Européennes : «En personnalisant le débat, Macron s’est tendu un piège lui-même»

Européennes 2019dossier
Pour le politologue Marc Lazar, la contestation de la politique du chef de l’Etat et la dramatisation de l’enjeu européen ont poussé les Français à voter.
par Jérôme Lefilliâtre
publié le 26 mai 2019 à 22h56

Spécialiste des gauches et de la vie politique italienne, Marc Lazar est directeur du Centre d'histoire de Sciences-Po. Il vient de publier Peuplecratie, la métamorphose de nos démocraties (éd. Gallimard).

Quel est le fait marquant de ces résultats ?

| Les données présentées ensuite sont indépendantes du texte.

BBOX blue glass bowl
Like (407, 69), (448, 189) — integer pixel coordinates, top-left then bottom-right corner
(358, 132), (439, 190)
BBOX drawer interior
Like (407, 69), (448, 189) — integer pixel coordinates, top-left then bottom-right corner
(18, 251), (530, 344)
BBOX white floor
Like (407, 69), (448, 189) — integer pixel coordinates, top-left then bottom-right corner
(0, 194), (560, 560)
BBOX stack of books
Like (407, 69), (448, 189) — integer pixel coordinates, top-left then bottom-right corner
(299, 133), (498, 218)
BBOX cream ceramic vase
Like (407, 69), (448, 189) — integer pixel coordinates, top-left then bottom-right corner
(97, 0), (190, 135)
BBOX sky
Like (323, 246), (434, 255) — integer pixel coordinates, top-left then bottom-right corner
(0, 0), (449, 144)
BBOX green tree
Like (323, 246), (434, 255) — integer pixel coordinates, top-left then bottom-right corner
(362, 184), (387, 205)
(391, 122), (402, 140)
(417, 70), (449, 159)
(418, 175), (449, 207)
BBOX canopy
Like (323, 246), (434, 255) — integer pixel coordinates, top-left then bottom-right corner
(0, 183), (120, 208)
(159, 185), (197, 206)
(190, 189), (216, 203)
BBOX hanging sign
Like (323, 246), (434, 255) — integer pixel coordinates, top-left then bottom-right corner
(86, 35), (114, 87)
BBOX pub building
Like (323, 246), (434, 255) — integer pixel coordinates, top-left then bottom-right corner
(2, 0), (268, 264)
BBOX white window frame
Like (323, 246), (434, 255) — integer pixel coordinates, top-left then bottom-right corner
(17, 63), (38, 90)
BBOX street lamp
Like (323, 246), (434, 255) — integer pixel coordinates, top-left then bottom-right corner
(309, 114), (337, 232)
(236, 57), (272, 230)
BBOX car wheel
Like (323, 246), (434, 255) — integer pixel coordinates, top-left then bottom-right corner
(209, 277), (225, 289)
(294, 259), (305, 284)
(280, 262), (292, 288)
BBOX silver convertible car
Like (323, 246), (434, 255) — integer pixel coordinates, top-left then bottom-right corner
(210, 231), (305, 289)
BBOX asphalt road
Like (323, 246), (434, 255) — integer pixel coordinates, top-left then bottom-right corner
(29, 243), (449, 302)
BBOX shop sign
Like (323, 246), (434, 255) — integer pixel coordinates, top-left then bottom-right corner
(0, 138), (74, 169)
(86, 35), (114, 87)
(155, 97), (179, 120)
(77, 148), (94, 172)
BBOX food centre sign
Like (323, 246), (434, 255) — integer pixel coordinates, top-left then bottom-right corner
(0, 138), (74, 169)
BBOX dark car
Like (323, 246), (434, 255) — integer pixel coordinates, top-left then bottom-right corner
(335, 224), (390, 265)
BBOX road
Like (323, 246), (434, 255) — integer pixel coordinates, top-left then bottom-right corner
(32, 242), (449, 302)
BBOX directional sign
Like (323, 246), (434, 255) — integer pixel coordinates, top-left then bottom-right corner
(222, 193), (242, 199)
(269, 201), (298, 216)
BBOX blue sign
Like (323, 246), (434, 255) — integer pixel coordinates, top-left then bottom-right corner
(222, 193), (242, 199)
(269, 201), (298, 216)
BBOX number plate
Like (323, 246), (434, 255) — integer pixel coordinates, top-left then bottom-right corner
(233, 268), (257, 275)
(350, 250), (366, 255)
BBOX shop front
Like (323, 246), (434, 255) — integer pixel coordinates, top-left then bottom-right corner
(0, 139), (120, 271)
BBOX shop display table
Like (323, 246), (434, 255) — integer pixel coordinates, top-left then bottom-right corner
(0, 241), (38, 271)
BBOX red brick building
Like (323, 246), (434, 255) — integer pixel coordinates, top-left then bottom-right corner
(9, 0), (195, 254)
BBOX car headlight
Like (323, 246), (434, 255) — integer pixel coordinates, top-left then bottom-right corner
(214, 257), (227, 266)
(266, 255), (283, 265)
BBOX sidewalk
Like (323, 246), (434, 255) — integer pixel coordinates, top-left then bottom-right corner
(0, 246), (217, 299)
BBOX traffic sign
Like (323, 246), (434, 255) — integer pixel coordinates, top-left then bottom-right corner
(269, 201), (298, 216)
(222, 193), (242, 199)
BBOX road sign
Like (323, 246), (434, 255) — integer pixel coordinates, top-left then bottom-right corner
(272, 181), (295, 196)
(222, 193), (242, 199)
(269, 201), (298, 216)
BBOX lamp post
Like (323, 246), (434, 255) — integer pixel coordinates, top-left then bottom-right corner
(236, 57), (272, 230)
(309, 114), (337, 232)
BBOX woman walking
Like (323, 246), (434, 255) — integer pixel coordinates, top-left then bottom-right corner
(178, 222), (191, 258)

La participation, beaucoup plus importante que ce que l’on pensait ! Les questions politiques intéressent finalement les Français. Les enjeux nationaux, la crise des gilets jaunes et les sujets européens ont pesé. La dramatisation sur le devenir de l’Europe, décrite comme en danger côté Macron et dangereuse côté Le Pen, a rendu cette élection cruciale. Les Français ont adhéré à l’idée que nous sommes à un tournant. Evidemment, la contestation de la politique de Macron joue sur cette participation. La colère est un sentiment répandu dans le pays. Elle pousse à une sanction du Président. La lutte contre la liste Renaissance de LREM et du Modem proposée par ses adversaires a créé une forme de politisation.

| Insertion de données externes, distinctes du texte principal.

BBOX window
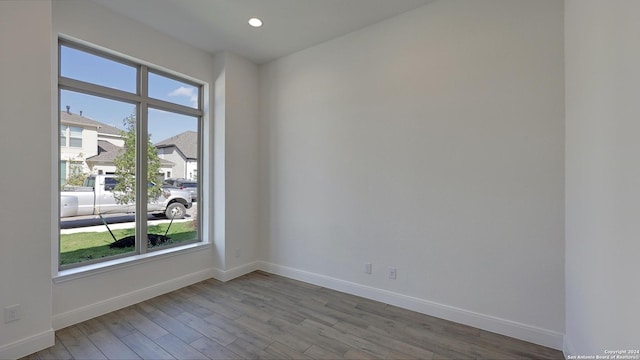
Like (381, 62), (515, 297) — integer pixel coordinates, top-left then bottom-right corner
(58, 39), (204, 269)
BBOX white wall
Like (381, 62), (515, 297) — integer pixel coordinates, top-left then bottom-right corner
(51, 0), (257, 328)
(219, 53), (259, 269)
(0, 1), (57, 359)
(260, 0), (564, 348)
(565, 0), (640, 355)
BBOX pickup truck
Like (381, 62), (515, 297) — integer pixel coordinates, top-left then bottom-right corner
(60, 175), (192, 219)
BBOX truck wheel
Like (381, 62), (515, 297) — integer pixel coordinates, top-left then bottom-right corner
(164, 202), (187, 219)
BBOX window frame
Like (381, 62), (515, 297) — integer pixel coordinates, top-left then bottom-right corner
(57, 37), (207, 272)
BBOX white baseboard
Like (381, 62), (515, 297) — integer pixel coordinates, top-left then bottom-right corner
(0, 329), (55, 359)
(257, 261), (564, 350)
(52, 268), (217, 330)
(562, 335), (576, 359)
(213, 261), (260, 281)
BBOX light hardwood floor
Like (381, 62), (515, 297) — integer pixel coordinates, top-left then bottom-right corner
(25, 272), (563, 359)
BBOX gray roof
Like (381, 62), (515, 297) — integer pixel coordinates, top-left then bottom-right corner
(87, 140), (124, 163)
(60, 111), (121, 136)
(87, 140), (175, 167)
(155, 131), (198, 159)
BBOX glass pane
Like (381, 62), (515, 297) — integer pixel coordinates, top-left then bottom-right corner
(147, 109), (199, 251)
(149, 72), (200, 109)
(60, 46), (137, 93)
(59, 90), (136, 267)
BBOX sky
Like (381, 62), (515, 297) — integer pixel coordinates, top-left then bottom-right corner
(60, 46), (198, 143)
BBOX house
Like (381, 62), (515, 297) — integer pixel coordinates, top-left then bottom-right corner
(154, 131), (198, 180)
(0, 0), (640, 358)
(60, 107), (175, 183)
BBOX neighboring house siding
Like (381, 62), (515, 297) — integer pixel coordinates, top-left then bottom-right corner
(158, 146), (187, 178)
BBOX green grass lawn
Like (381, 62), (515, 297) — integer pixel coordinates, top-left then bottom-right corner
(60, 221), (198, 265)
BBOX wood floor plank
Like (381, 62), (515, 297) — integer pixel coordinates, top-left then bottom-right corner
(36, 335), (73, 360)
(121, 307), (169, 340)
(138, 309), (202, 343)
(122, 330), (174, 360)
(23, 271), (563, 360)
(57, 326), (107, 359)
(190, 336), (242, 360)
(88, 328), (140, 360)
(176, 312), (237, 346)
(154, 334), (208, 360)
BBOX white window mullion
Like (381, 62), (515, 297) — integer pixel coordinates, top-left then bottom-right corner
(136, 65), (149, 254)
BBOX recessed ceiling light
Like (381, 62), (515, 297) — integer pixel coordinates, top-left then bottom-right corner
(249, 18), (262, 27)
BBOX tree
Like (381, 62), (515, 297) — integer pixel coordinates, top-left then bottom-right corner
(113, 113), (162, 204)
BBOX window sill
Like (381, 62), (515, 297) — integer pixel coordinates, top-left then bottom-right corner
(53, 242), (211, 284)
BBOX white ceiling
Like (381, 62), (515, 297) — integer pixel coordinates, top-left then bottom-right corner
(93, 0), (434, 64)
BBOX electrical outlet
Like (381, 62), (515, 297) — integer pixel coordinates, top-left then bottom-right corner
(364, 263), (371, 274)
(4, 305), (20, 324)
(389, 266), (396, 280)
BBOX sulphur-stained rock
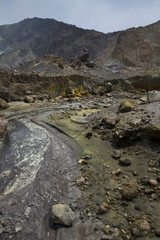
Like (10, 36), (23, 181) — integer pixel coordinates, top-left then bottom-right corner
(105, 82), (113, 93)
(101, 118), (117, 129)
(24, 96), (34, 103)
(76, 177), (86, 185)
(122, 183), (138, 200)
(112, 168), (122, 176)
(132, 219), (150, 237)
(148, 179), (158, 187)
(0, 98), (10, 110)
(0, 118), (8, 136)
(111, 149), (121, 159)
(147, 90), (160, 102)
(119, 100), (135, 113)
(52, 204), (75, 226)
(119, 158), (131, 166)
(155, 227), (160, 237)
(101, 225), (120, 240)
(98, 202), (110, 214)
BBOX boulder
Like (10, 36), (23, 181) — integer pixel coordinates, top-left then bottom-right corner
(111, 149), (121, 159)
(0, 118), (8, 136)
(147, 90), (160, 102)
(24, 96), (34, 103)
(52, 204), (75, 226)
(119, 100), (135, 113)
(0, 98), (10, 110)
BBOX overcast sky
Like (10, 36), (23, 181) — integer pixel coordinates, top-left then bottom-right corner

Le clivage «progressistes» contre «nationalistes», que la majorité a voulu instaurer, trouve-t-il une illustration ?

Oui et non. Oui car il y a une polarisation. Environ 45 % des votants ont choisi LREM ou le RN. C’est important. Les formations que je qualifierais de populistes font plus de 30 % de façon cumulée, tandis que les pro-européens sont au-delà de 40 %. Le clivage existe donc. Mais dans le même temps il est perturbé par la percée des écologistes, qui est confirmée dans d’autres pays. Elle montre l’importance du thème de l’environnement dans le débat, à côté de sujets plus classiques comme le pouvoir d’achat, l’économie ou l’immigration. Yannick Jadot fait un très beau résultat, qu’il faut tempérer au regard de celui de Daniel Cohn-Bendit en 2009.

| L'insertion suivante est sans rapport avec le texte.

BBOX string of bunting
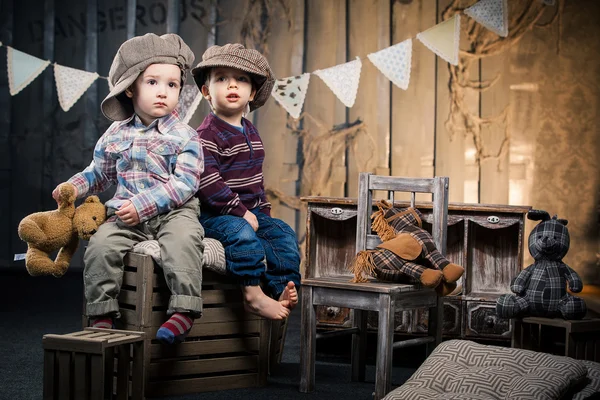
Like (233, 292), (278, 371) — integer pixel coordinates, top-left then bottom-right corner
(0, 0), (516, 119)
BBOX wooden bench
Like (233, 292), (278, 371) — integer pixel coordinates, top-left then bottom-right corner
(42, 328), (145, 400)
(83, 252), (287, 397)
(512, 317), (600, 362)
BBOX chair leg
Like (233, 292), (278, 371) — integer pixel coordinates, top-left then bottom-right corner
(300, 285), (317, 393)
(427, 296), (444, 356)
(351, 309), (367, 382)
(374, 294), (395, 400)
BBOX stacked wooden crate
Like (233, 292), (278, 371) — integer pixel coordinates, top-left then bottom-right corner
(84, 253), (276, 397)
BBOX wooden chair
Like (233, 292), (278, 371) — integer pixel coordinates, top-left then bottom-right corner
(300, 172), (448, 400)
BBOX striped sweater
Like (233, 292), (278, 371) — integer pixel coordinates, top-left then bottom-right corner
(197, 113), (271, 217)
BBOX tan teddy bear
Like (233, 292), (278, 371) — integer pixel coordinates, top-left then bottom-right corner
(18, 183), (106, 277)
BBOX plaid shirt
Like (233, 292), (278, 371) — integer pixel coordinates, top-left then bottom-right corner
(69, 111), (204, 222)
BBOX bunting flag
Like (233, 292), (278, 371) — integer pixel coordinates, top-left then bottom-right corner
(54, 64), (98, 111)
(271, 72), (310, 119)
(6, 46), (50, 96)
(465, 0), (508, 37)
(417, 14), (460, 65)
(177, 85), (202, 124)
(367, 39), (412, 90)
(313, 57), (362, 107)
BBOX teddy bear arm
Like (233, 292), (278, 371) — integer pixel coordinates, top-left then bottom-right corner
(564, 264), (583, 293)
(53, 232), (79, 276)
(510, 265), (533, 295)
(25, 246), (56, 276)
(18, 218), (48, 245)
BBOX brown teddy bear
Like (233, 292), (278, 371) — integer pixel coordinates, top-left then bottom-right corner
(18, 183), (106, 277)
(350, 201), (464, 296)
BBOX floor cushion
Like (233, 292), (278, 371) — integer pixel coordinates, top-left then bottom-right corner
(385, 340), (587, 400)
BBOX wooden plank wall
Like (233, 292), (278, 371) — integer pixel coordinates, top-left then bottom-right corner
(5, 0), (600, 280)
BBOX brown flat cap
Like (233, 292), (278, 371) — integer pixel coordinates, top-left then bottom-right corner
(100, 33), (194, 121)
(192, 43), (275, 111)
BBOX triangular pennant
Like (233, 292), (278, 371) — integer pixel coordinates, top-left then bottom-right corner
(367, 39), (412, 90)
(417, 14), (460, 65)
(176, 85), (202, 124)
(6, 46), (50, 96)
(271, 72), (310, 119)
(54, 64), (98, 111)
(313, 57), (362, 107)
(465, 0), (508, 37)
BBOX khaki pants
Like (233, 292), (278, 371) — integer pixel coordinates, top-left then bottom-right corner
(83, 198), (204, 318)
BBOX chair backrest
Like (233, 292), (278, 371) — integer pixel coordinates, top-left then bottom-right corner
(356, 172), (449, 255)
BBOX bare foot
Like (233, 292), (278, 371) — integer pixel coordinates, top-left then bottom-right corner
(279, 282), (298, 310)
(242, 286), (297, 319)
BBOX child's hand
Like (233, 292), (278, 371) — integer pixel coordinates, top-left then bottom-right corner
(115, 200), (140, 226)
(244, 210), (258, 232)
(52, 182), (78, 205)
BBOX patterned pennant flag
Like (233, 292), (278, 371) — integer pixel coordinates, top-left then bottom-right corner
(313, 57), (362, 107)
(367, 39), (412, 90)
(271, 72), (310, 119)
(54, 64), (98, 111)
(465, 0), (508, 37)
(176, 85), (202, 124)
(6, 46), (50, 96)
(417, 14), (460, 65)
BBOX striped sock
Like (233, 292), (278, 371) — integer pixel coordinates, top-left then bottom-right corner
(156, 313), (194, 344)
(91, 317), (114, 329)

Quelle est l’ampleur de la défaite de Macron ?

Il s’est tendu un piège lui-même. Il a voulu intervenir dans le débat directement, il l’a personnalisé. Si l’on reprend ses déclarations instaurant un débat avec le RN, on peut dire qu’il a perdu et qu’il apparaît comme défait. Car c’est lui qui avait mis en avant ce défi. Cependant, il est difficile d’établir une comparaison avec 2014 puisque LREM n’existait pas à l’époque. Mais au vu de l’impopularité du chef de l’Etat et de la crise des gilets jaunes, ce n’est pas une déroute. C’est une défaite relative. Il n’est pas distancé par le RN. Ce dernier conforte sa position. Marine Le Pen efface un peu son échec de la présidentielle, elle se relance.

Quid du score de LR ?

C’est une défaite énorme, une gifle terrible, un effondrement du grand parti de la droite. On sent déjà dans les déclarations des dirigeants qu’il y a un problème immense en son sein. LR n’est pas crédible, n’est plus crédible. Ils n’arrivent pas à repartir en avant. La ligne Wauquiez-Bellamy a échoué. La droite se retrouve confrontée à un problème de survie. Cela va tanguer considérablement dans les mois qui viennent.

Et à gauche ?

La situation est très difficile. Glucksmann évite le désastre. Toutefois, avec son score, il démontre que le PS ne constitue pas plus que LR une alternative à Macron et Le Pen. Au-delà des écologistes, la soirée se caractérise par le très mauvais résultat de LFI, un échec considérable. Mélenchon voulait apparaître comme la force dominante de gauche tout en refusant de s’inscrire dans le clivage droite-gauche. C’est raté. Surtout il s’est lancé à corps perdu dans le soutien aux gilets jaunes ces six derniers mois, leur tendant la main et faisant l’éloge d’Eric Drouet. Il a cru y voir l’expression de tout ce qu’il défend depuis des années. Tout ça pour ça. La question du rassemblement des forces de gauche va se poser dès demain et ce débat risque même de traverser La France insoumise. L’enjeu est clair : si la gauche reste divisée, ne va-t-elle pas continuer à sombrer et finalement disparaître ?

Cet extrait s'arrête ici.